RGBD-Glue: General Feature Combination for Robust RGB-D Point Cloud Registration
- URL: http://arxiv.org/abs/2405.07594v1
- Date: Mon, 13 May 2024 09:56:28 GMT
- Title: RGBD-Glue: General Feature Combination for Robust RGB-D Point Cloud Registration
- Authors: Congjia Chen, Xiaoyu Jia, Yanhong Zheng, Yufu Qu,
- Abstract summary: We propose a new feature combination framework, which applies a looser but more effective fusion and can achieve better performance.

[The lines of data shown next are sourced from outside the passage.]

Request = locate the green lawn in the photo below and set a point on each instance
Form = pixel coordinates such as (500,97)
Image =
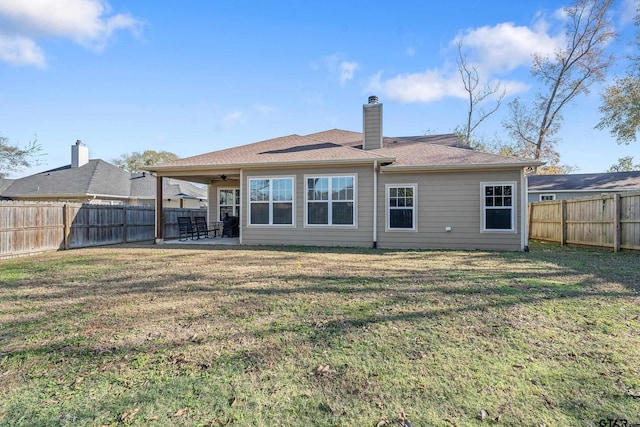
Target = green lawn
(161,335)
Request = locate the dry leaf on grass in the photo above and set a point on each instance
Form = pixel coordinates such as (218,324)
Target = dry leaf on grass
(382,422)
(181,412)
(323,370)
(634,394)
(127,416)
(403,421)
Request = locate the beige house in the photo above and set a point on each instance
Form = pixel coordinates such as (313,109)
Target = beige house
(342,188)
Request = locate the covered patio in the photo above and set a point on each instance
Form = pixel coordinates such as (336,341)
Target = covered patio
(223,191)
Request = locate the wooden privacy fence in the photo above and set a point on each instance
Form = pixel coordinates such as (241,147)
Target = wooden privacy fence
(611,221)
(30,227)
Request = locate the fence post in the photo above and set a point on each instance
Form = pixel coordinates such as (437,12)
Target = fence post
(67,225)
(529,219)
(563,222)
(617,213)
(124,223)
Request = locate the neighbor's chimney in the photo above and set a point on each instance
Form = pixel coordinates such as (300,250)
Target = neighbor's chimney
(79,154)
(372,124)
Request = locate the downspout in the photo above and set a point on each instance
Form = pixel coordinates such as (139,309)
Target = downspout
(159,211)
(524,211)
(242,209)
(375,204)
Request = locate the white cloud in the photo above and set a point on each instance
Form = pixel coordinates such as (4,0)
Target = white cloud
(430,85)
(231,119)
(494,50)
(18,50)
(265,109)
(86,22)
(343,69)
(346,71)
(506,46)
(629,10)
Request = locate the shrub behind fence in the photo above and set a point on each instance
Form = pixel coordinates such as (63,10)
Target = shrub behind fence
(30,227)
(611,221)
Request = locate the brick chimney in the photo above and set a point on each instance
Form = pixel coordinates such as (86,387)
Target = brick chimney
(372,124)
(79,154)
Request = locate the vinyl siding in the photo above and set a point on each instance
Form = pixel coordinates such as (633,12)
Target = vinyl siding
(448,200)
(299,234)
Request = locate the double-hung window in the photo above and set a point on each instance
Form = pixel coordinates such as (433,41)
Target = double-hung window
(498,206)
(271,201)
(401,207)
(330,200)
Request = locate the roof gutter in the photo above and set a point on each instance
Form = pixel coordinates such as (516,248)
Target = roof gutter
(205,168)
(447,168)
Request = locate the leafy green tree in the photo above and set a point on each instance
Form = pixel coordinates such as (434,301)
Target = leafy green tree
(621,100)
(136,161)
(625,164)
(14,158)
(563,76)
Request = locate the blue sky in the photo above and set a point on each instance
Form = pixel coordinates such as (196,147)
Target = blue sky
(192,77)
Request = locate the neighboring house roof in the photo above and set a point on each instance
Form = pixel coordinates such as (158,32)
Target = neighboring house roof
(291,149)
(5,183)
(609,181)
(143,186)
(339,146)
(97,177)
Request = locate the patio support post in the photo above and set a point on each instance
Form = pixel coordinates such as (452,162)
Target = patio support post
(375,204)
(159,211)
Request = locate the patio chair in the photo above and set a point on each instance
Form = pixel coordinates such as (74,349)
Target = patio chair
(186,228)
(230,226)
(202,228)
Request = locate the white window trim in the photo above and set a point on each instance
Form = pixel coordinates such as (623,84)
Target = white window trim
(293,202)
(388,228)
(218,199)
(355,199)
(514,204)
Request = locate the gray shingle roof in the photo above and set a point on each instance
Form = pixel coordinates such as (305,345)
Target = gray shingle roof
(429,151)
(97,177)
(4,184)
(586,181)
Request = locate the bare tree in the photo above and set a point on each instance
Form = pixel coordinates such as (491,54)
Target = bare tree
(136,161)
(625,164)
(477,95)
(14,158)
(621,100)
(567,74)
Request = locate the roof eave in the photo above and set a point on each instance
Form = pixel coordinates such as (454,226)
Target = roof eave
(461,167)
(267,165)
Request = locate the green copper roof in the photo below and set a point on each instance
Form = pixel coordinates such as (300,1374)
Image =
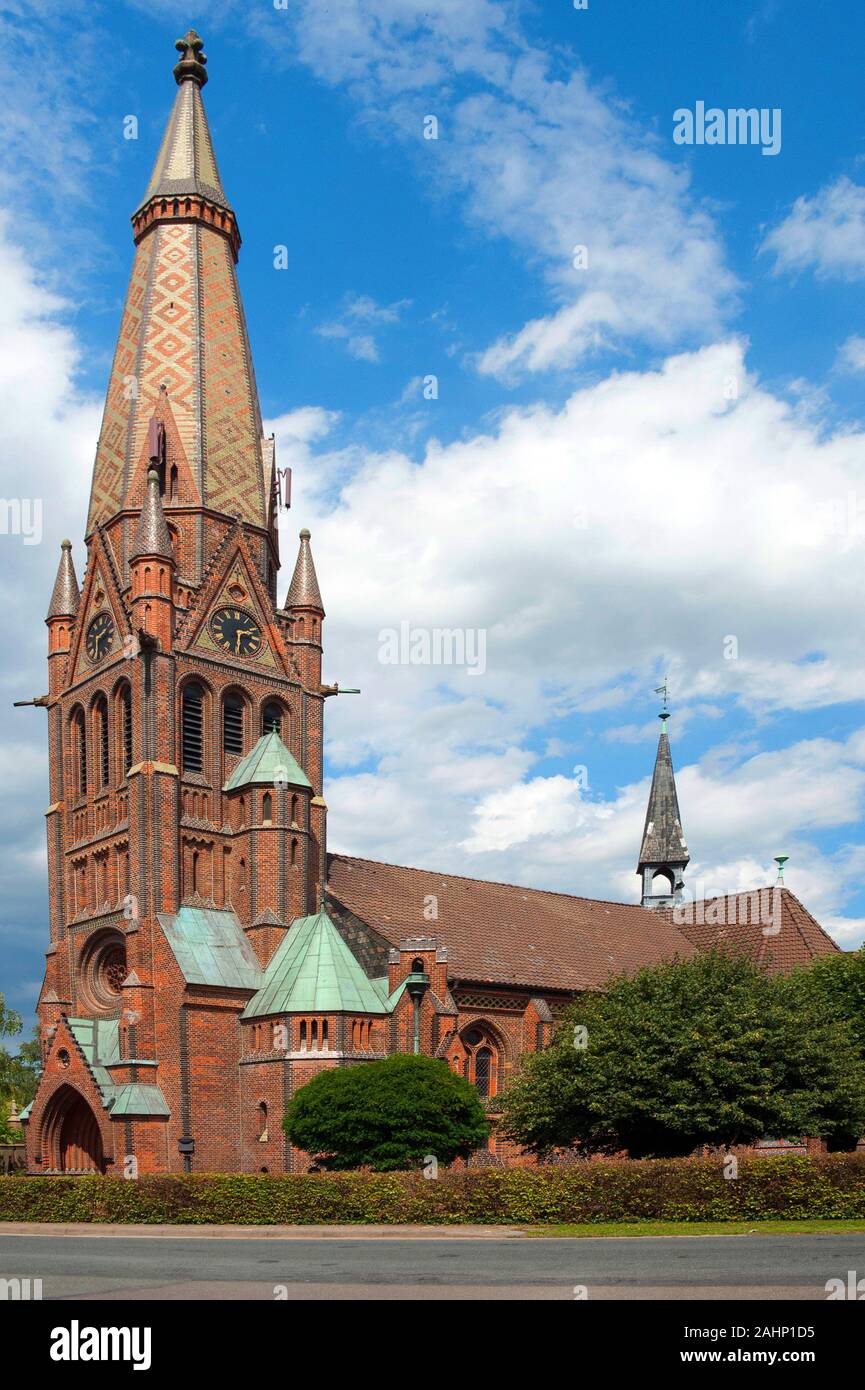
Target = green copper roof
(269,763)
(136,1098)
(210,948)
(314,969)
(99,1040)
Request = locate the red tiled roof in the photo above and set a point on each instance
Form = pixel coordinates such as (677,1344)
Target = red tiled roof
(502,934)
(750,922)
(498,933)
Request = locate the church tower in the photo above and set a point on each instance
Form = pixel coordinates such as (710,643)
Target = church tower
(187,823)
(664,852)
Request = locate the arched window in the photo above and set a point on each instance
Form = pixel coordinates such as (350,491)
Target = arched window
(100,729)
(481,1059)
(271,719)
(232,724)
(483,1070)
(79,744)
(192,729)
(124,740)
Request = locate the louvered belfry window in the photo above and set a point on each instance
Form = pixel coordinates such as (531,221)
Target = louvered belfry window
(192,729)
(81,738)
(271,720)
(125,699)
(102,715)
(232,726)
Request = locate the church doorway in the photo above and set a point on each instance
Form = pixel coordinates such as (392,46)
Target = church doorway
(74,1134)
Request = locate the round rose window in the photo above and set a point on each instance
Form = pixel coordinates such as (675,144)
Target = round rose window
(103,970)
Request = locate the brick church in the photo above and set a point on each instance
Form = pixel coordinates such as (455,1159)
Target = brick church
(207,955)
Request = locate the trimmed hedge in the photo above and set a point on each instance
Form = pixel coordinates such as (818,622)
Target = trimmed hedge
(602,1190)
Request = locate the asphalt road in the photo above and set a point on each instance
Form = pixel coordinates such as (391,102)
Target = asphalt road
(645,1268)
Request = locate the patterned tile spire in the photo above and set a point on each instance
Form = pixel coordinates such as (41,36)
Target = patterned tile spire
(182,350)
(303,588)
(66,594)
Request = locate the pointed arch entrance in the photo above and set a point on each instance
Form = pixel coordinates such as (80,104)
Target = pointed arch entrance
(73,1137)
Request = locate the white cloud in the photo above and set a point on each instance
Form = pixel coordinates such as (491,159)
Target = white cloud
(825,234)
(541,156)
(362,309)
(629,534)
(851,355)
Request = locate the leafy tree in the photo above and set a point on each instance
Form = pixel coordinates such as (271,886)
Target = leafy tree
(387,1115)
(18,1073)
(840,980)
(836,987)
(704,1051)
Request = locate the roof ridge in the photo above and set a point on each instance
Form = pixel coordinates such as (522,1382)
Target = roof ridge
(497,883)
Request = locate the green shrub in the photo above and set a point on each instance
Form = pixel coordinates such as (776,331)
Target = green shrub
(387,1115)
(598,1190)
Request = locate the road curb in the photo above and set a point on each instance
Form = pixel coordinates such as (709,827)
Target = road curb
(24,1228)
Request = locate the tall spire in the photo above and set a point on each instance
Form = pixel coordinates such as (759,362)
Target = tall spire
(303,588)
(66,594)
(664,852)
(182,349)
(185,161)
(153,535)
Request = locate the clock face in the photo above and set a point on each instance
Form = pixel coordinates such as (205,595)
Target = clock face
(100,637)
(235,633)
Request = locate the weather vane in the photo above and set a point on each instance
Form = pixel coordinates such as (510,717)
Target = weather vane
(662,690)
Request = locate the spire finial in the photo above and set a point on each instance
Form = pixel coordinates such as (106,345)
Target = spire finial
(303,588)
(64,597)
(153,535)
(191,49)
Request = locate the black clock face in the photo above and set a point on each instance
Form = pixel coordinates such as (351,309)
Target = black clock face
(235,633)
(100,637)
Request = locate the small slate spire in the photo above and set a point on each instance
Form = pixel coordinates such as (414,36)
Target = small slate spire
(66,594)
(664,852)
(303,588)
(153,535)
(191,49)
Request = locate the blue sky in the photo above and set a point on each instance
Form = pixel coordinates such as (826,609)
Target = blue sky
(584,488)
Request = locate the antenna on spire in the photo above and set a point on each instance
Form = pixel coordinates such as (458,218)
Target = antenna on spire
(662,690)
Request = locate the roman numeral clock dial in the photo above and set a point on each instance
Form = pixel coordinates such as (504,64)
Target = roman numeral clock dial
(100,637)
(235,633)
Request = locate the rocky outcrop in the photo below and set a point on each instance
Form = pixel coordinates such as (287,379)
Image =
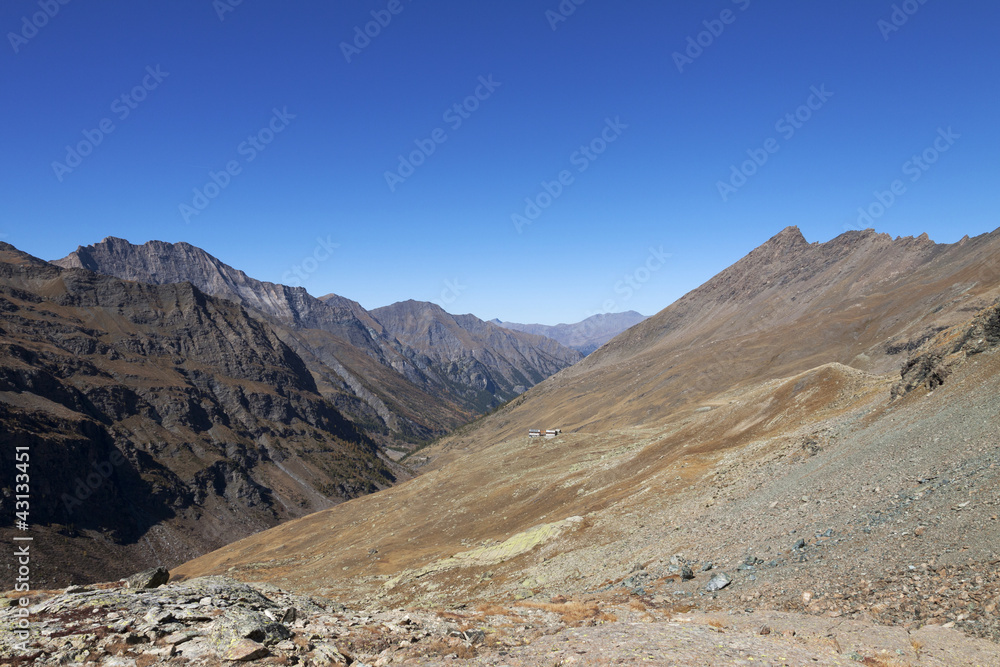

Experiments on ScanNet show that our method achieves a state-of-the-art performance and the rotation accuracy of 99.1%.
- Score: 0.0
- License: http://arxiv.org/licenses/nonexclusive-distrib/1.0/
- Abstract: Point cloud registration is a fundamental task for estimating rigid transformations between point clouds. Previous studies have used geometric information for extracting features, matching and estimating transformation. Recently, owing to the advancement of RGB-D sensors, researchers have attempted to utilize visual information to improve registration performance. However, these studies focused on extracting distinctive features by deep feature fusion, which cannot effectively solve the negative effects of each feature's weakness, and cannot sufficiently leverage the valid information. In this paper, we propose a new feature combination framework, which applies a looser but more effective fusion and can achieve better performance. An explicit filter based on transformation consistency is designed for the combination framework, which can overcome each feature's weakness. And an adaptive threshold determined by the error distribution is proposed to extract more valid information from the two types of features. Owing to the distinctive design, our proposed framework can estimate more accurate correspondences and is applicable to both hand-crafted and learning-based feature descriptors. Experiments on ScanNet show that our method achieves a state-of-the-art performance and the rotation accuracy of 99.1%.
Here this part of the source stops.